The fear is this will lead to entrapment and The Grocer has demanded that Home Office minister Hazel Blears defends this position. Meanwhile Usdaw has also waded into the debate with plans to launch a campaign against any changes.
Independent retailers at ethnic food specialist TRS Wholesale Co in Southall, west London, are certainly outraged at the idea of making test purchasing even more draconian. While most already ask for identification if they are in any doubt about the age of customers trying to buy alcohol, tobacco or lottery tickets, the overall belief is that test purchasing may be sound in theory but unfair in practice. “Test purchasing is not a good idea at all,” says Raj Hargun, who runs grocery outlet Hargun Superstore in Reading. “We are only human beings and it is very difficult to judge people’s age today. I defy the people at Trading Standards to be able to do so themselves.”

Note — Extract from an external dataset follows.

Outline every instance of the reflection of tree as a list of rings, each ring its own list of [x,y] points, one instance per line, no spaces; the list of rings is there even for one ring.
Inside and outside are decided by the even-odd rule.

BS Rayat of c-store Rayat in Hounslow, London, agrees. “It is trapping people,” he says, adding that encouraging children to lie about their age in test purchasing operations is “unfair”.
Hargun has been at the receiving end of such an operation conducted by Camelot. “A customer tried to buy a lottery ticket and looked like he may have been under 16. We asked for ID and he left. I then received a letter from Camelot saying it had checked up on us and was happy with our actions,” he explains.
Ibrar-Ul Haq, who runs Oriental Emporium in Crawley, West Sussex, keeps an eye out for minors trying to buy tobacco. Tell-tale signs, he says, are whether the customer goes red-faced and starts fidgeting. However, “they often send in someone older to buy it,” he says.
His policy is to ask for ID and he understands the government’s good intentions in trying to clamp down on underage purchasing. But he believes it is unfair on the retailer.
“It is hard for today’s shopkeeper and the law doesn’t help. If there was one age, such as 18 or 21, for all products it would be easier but it is difficult to tell whether someone is 15 or 16,” he says.
“Instead of stinging and prosecuting, why don’t they come in to the shop and help us, such as offering courses on how to recognise minors.
“We are trying to make a living - not to break the law.”